Getting pregnant despite having an intrauterine device (IUD) is very rare, but it can happen. A study conducted at Soroka University Medical Center and Ben-Gurion University of the Negev in Beersheba has found an increase in pregnancy complications and especially premature births in women who have an IUD when they got pregnant, but fortunately, there was no increase in neurological problems in the babies who were born, even until they reached the age of 18.

Prof. Eyal Sheiner, the lead researcher and head of the gynecology and obstetrics department at Soroka, which is owned and run by the Clalit Health Services health fund, said: “Since most pregnancies that occur despite an IUD should be without any complications to the baby, an informed decision about pregnancy management should be made.” 

An intrauterine device is one of the most common reversible contraceptives in the world and is used by 23% of women who use contraception. The device is located in the uterine cavity, and in response to this presence, the uterus secretes substances that interfere with the movement of semen and its passage into the uterus, thus almost always preventing fertilization. 

It is one of the most effective and popular forms of birth control, with a 99.7% efficiency rate. It is also a reversible contraceptive; it can be removed and stopped at any time, without impairing fertility. An intrauterine device is considered a convenient contraceptive and its use in terms of contraception are comparable to the safety of irreversible contraception, such as tying the fallopian tubes.

The IUD’s benefits also include its suitability for women between births, women who (are foolish enough to) smoke or those who cannot take contraceptive pills for medical reasons such as excessive blood clotting. In recent years, there has been a tendency to offer this effective measure to unmarried girls as well. 

Pregnancy with an IUD in place typically has the same symptoms as any regular pregnancy – including breast tenderness, nausea and fatigue. It’s important to identify such a pregnancy early. An at-home pregnancy test might not indicate pregnancy as early as a blood test in the office would, so a woman who has an IUD and thinks she is pregnant should best be tested by a medical professional.

The most recent study in the journal Contraception examined the results of pregnancies among those women who became pregnant despite the presence of an intrauterine device and examined whether there was a difference between women who had the device removed after the pregnancy was proven or if it was left in the uterus throughout the pregnancy. The study also examined the long-term neurodevelopmental morbidity of children during a follow-up period until they turned 18. 

The study found that during pregnancy under the standard there is an increase in pregnancy complications, including separation of the placenta, intrauterine infection and especially an increase in premature birth rates. Complications were seen in both groups, both in women who had the device removed when the pregnancy became known and in those whose device remained in the uterine cavity throughout pregnancy. In contrast to the short-term birth outcomes and despite an increase in the premature-birth rate, no increase in the neurodevelopmental complications of the children was observed, even with long-term follow-up until they became adults. 

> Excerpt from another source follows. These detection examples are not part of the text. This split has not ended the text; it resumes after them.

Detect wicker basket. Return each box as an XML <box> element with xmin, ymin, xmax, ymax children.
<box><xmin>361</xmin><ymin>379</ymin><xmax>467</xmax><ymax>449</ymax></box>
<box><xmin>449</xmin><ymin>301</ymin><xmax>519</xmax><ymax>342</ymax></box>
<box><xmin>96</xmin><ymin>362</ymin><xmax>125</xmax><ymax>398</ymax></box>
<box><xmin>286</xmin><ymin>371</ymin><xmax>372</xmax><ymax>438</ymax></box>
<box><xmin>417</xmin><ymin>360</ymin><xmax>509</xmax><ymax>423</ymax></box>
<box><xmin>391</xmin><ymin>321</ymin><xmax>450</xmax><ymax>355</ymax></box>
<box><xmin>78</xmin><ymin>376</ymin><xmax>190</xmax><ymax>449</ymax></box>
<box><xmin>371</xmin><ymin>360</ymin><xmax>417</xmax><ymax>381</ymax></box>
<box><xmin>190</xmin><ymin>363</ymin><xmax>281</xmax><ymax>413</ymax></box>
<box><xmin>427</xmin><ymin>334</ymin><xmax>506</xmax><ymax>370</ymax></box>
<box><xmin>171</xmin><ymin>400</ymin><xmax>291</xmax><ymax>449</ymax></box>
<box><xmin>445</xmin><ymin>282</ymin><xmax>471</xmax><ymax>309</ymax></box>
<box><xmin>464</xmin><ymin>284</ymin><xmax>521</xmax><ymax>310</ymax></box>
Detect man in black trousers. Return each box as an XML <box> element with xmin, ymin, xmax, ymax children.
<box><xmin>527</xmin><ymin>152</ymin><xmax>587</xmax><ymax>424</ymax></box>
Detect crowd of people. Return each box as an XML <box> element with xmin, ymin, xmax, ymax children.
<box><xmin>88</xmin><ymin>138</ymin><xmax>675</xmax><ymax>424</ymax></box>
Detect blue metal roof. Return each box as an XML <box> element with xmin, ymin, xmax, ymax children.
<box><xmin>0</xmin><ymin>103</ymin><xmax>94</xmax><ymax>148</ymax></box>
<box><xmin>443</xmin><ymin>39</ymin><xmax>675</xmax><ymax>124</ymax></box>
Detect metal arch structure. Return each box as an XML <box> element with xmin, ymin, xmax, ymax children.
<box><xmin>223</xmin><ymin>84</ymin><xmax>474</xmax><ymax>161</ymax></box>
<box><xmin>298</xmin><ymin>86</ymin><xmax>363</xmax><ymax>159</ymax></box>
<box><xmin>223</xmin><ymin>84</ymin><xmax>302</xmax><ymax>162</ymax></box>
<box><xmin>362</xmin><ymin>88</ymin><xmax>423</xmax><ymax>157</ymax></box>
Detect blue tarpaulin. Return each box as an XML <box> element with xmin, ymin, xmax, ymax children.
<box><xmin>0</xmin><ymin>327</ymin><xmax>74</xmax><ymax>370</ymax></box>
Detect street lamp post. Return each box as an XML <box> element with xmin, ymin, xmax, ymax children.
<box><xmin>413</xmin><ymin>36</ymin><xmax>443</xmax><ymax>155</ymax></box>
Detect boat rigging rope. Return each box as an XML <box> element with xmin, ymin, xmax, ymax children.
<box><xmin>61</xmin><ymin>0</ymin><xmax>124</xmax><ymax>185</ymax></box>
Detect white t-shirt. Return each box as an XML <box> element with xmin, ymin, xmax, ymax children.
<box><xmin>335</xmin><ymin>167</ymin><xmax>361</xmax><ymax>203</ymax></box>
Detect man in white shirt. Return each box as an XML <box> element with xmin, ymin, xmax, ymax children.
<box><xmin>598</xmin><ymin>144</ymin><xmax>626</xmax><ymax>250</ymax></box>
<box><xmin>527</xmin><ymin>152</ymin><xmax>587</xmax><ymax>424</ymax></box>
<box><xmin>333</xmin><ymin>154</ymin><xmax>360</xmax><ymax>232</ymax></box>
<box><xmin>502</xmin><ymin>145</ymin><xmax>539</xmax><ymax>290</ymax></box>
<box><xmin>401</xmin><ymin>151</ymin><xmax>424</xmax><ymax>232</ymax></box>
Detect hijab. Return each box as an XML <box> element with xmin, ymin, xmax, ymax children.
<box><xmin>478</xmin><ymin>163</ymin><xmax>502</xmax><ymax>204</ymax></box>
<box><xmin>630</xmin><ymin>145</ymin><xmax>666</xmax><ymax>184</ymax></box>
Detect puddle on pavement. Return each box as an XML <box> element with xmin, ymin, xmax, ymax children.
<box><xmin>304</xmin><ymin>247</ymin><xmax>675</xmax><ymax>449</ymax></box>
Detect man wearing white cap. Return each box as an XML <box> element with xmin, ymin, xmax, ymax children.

Sheiner concluded that while there was an increase in the rate of pregnancy complications among women who got pregnant with an IUD, it should be remembered that most pregnancies will be without any complications, and in fact the average gestational age of those women was 38 weeks (out of the normal 40), so an informed decision should be made about pregnancy management. The study did not show any benefit in terms of leaving in or removing the IUD, so each doctor and patient should decide individually what to do.